Working paper

The demographics of global corporate champions

Publishing date
01 July 2008
Authors
Nicolas Véron

This Working Paper presents a novel dataset documenting the demographics of the world‘s 500 largest companies by market capitalisation.The data illustrate a stark contrast between the main global economic regions. In Europe and Japan, large companies tend to be fairly old. In the United States, older champions coexist with a significant number of new ones. In emerging economies, most champions were born in the second half of the 20th century and reflect a rapid catch-up growth process.

About the authors

  • Nicolas Véron

    Nicolas Véron is a senior fellow at Bruegel and at the Peterson Institute for International Economics in Washington, DC. His research is mostly about financial systems and financial reform around the world, including global financial regulatory initiatives and current developments in the European Union.
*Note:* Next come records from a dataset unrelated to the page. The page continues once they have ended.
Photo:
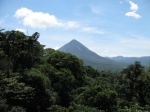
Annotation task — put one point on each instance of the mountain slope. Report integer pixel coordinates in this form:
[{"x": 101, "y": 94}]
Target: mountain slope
[{"x": 89, "y": 57}]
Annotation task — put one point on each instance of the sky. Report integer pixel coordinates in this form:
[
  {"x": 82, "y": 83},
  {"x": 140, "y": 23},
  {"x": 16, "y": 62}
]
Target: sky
[{"x": 107, "y": 27}]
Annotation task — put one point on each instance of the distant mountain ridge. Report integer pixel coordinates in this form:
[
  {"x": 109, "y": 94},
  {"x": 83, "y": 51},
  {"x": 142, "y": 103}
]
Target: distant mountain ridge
[
  {"x": 89, "y": 57},
  {"x": 145, "y": 60}
]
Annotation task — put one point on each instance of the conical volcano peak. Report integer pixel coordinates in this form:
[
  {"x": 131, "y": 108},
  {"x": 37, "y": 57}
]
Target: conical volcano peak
[
  {"x": 74, "y": 41},
  {"x": 89, "y": 57},
  {"x": 73, "y": 47}
]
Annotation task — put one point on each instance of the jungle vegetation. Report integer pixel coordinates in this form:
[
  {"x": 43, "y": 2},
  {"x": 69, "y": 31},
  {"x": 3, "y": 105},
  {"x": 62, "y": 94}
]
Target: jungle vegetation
[{"x": 34, "y": 79}]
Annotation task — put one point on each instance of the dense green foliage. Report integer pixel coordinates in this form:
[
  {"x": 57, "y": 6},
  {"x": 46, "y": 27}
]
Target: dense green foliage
[{"x": 34, "y": 79}]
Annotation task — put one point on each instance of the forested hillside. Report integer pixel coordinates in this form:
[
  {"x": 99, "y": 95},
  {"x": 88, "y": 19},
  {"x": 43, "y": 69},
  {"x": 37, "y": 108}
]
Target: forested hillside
[{"x": 34, "y": 79}]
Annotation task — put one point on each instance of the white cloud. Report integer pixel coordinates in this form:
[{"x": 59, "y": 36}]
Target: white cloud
[
  {"x": 56, "y": 48},
  {"x": 41, "y": 20},
  {"x": 133, "y": 14},
  {"x": 96, "y": 10},
  {"x": 93, "y": 30},
  {"x": 19, "y": 29},
  {"x": 72, "y": 24},
  {"x": 133, "y": 8}
]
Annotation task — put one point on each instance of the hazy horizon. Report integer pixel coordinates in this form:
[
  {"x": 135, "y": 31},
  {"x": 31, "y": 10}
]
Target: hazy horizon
[{"x": 108, "y": 28}]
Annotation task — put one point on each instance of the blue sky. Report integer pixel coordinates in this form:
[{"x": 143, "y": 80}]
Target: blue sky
[{"x": 107, "y": 27}]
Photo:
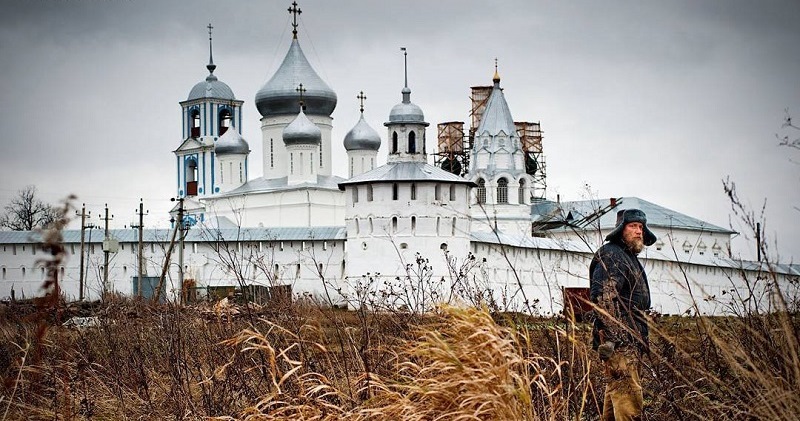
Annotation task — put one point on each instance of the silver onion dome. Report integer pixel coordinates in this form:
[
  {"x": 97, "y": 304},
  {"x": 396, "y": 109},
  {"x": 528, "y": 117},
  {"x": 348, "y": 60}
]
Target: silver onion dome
[
  {"x": 301, "y": 131},
  {"x": 406, "y": 111},
  {"x": 231, "y": 143},
  {"x": 279, "y": 96},
  {"x": 362, "y": 137}
]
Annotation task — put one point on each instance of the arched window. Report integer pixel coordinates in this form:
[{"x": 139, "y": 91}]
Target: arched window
[
  {"x": 224, "y": 120},
  {"x": 481, "y": 193},
  {"x": 194, "y": 129},
  {"x": 502, "y": 190},
  {"x": 191, "y": 177}
]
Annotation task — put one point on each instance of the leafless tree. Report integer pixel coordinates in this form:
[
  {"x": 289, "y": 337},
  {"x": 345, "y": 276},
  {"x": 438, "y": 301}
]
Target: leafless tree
[{"x": 26, "y": 212}]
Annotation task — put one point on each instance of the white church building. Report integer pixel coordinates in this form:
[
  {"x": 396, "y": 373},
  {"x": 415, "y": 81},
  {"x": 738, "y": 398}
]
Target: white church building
[{"x": 408, "y": 234}]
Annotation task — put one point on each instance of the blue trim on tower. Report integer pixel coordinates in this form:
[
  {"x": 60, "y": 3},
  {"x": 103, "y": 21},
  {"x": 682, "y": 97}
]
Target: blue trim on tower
[{"x": 213, "y": 173}]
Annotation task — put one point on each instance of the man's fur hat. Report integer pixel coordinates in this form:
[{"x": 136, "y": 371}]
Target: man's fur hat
[{"x": 626, "y": 216}]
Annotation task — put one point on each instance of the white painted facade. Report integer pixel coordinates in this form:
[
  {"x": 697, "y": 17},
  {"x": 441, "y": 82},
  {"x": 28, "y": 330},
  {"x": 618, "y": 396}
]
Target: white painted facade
[{"x": 337, "y": 239}]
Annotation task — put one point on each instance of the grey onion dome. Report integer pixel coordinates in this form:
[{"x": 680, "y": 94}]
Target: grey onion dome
[
  {"x": 406, "y": 111},
  {"x": 211, "y": 88},
  {"x": 301, "y": 131},
  {"x": 279, "y": 96},
  {"x": 362, "y": 137},
  {"x": 231, "y": 143}
]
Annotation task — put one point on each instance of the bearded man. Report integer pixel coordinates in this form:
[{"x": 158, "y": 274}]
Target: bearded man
[{"x": 621, "y": 295}]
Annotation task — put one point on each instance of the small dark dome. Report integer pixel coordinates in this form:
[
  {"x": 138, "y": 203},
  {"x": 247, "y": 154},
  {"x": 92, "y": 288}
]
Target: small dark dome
[
  {"x": 362, "y": 137},
  {"x": 406, "y": 111},
  {"x": 279, "y": 96},
  {"x": 302, "y": 131},
  {"x": 211, "y": 88},
  {"x": 231, "y": 143}
]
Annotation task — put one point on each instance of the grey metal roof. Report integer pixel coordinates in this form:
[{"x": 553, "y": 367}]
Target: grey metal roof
[
  {"x": 657, "y": 216},
  {"x": 406, "y": 171},
  {"x": 529, "y": 242},
  {"x": 231, "y": 143},
  {"x": 195, "y": 234},
  {"x": 261, "y": 185},
  {"x": 279, "y": 96},
  {"x": 497, "y": 116},
  {"x": 211, "y": 88},
  {"x": 406, "y": 112},
  {"x": 362, "y": 137},
  {"x": 301, "y": 131}
]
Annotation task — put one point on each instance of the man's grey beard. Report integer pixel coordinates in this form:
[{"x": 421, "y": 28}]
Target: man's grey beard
[{"x": 635, "y": 245}]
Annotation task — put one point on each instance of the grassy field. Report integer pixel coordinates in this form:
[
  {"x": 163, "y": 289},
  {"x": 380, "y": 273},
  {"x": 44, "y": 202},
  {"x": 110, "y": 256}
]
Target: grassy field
[{"x": 307, "y": 362}]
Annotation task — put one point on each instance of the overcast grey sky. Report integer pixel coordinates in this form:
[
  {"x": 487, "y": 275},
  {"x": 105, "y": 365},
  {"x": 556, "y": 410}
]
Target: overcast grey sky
[{"x": 659, "y": 100}]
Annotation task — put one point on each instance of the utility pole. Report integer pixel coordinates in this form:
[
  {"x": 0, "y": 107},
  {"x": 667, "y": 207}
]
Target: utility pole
[
  {"x": 140, "y": 226},
  {"x": 90, "y": 226},
  {"x": 83, "y": 244},
  {"x": 180, "y": 249},
  {"x": 106, "y": 252},
  {"x": 178, "y": 226}
]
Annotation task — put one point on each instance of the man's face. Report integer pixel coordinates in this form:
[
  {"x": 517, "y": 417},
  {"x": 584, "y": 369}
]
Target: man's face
[{"x": 632, "y": 235}]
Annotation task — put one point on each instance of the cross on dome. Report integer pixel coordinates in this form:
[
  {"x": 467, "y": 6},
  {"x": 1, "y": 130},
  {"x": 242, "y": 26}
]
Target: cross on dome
[
  {"x": 301, "y": 90},
  {"x": 361, "y": 97},
  {"x": 294, "y": 11},
  {"x": 211, "y": 66}
]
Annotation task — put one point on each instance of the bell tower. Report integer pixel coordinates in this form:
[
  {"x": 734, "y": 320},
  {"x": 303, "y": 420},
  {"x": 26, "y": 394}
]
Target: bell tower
[{"x": 209, "y": 111}]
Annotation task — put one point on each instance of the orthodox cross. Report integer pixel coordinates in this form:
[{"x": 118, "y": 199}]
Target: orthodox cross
[
  {"x": 361, "y": 98},
  {"x": 211, "y": 66},
  {"x": 294, "y": 10},
  {"x": 405, "y": 64},
  {"x": 301, "y": 90}
]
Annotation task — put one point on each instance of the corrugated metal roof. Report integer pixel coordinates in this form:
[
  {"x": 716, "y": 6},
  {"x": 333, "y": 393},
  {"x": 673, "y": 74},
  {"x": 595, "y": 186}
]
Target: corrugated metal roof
[
  {"x": 530, "y": 242},
  {"x": 195, "y": 234},
  {"x": 657, "y": 216},
  {"x": 497, "y": 115},
  {"x": 406, "y": 171},
  {"x": 259, "y": 185}
]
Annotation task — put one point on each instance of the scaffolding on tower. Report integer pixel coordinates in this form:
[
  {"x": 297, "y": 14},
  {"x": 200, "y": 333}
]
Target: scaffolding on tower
[
  {"x": 454, "y": 145},
  {"x": 530, "y": 136}
]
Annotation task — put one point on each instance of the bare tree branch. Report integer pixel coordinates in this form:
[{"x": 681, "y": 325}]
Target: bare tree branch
[{"x": 26, "y": 212}]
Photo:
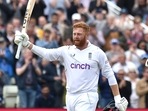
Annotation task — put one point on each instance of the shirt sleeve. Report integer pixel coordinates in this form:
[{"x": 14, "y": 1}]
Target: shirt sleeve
[{"x": 106, "y": 69}]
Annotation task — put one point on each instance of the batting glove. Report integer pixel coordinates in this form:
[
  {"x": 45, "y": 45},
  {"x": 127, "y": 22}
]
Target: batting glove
[
  {"x": 121, "y": 103},
  {"x": 21, "y": 37}
]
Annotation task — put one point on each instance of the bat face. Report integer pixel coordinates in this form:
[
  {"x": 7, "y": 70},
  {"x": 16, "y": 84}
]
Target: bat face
[
  {"x": 30, "y": 6},
  {"x": 26, "y": 19},
  {"x": 146, "y": 63}
]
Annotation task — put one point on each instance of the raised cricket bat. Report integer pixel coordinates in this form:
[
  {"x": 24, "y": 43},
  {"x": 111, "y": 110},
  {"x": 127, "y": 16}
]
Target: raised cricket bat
[
  {"x": 146, "y": 63},
  {"x": 29, "y": 8}
]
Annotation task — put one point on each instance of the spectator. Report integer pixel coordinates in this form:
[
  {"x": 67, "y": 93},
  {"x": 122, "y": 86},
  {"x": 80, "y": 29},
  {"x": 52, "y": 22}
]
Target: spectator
[
  {"x": 141, "y": 8},
  {"x": 73, "y": 9},
  {"x": 52, "y": 74},
  {"x": 27, "y": 71},
  {"x": 142, "y": 89},
  {"x": 133, "y": 78},
  {"x": 45, "y": 99},
  {"x": 123, "y": 64},
  {"x": 3, "y": 81},
  {"x": 142, "y": 45},
  {"x": 110, "y": 31},
  {"x": 114, "y": 51},
  {"x": 98, "y": 4},
  {"x": 133, "y": 54},
  {"x": 96, "y": 37},
  {"x": 55, "y": 24},
  {"x": 143, "y": 59},
  {"x": 54, "y": 4},
  {"x": 125, "y": 86},
  {"x": 39, "y": 8}
]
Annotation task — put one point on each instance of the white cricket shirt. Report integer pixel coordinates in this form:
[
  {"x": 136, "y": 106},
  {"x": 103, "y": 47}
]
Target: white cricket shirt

He was a cofounder of Bruegel starting in 2002, initially focusing on Bruegel’s design, operational start-up and development, then on policy research since 2006-07. He joined the Peterson Institute in 2009 and divides his time between the US and Europe.

    Véron has authored or co-authored numerous policy papers that include banking supervision and crisis management, financial reporting, the Eurozone policy framework, and economic nationalism. He has testified repeatedly in front of committees of the European Parliament, national parliaments in several EU member states, and US Congress. His publications also include Smoke & Mirrors, Inc.: Accounting for Capitalism, a book on accounting standards and practices (Cornell University Press, 2006), and several books in French.

    His prior experience includes working for Saint-Gobain in Berlin and Rothschilds in Paris in the early 1990s; economic aide to the Prefect in Lille (1995-97); corporate adviser to France’s Labour Minister (1997-2000); and chief financial officer of MultiMania / Lycos France, a publicly-listed online media company (2000-2002). From 2002 to 2009 he also operated an independent Paris-based financial consultancy.

    Véron is a board member of the derivatives arm (Global Trade Repository) of the Depositary Trust and Clearing Corporation (DTCC), a financial infrastructure company that operates globally on a not-for-profit basis. A French citizen born in 1971, he has a quantitative background as a graduate from Ecole Polytechnique (1992) and Ecole Nationale Supérieure des Mines de Paris (1995). He is trilingual in English, French and Spanish, and has fluent understanding of German and Italian.

    In September 2012, Bloomberg Markets included Véron in its second annual 50 Most Influential list with reference to his early advocacy of European banking union.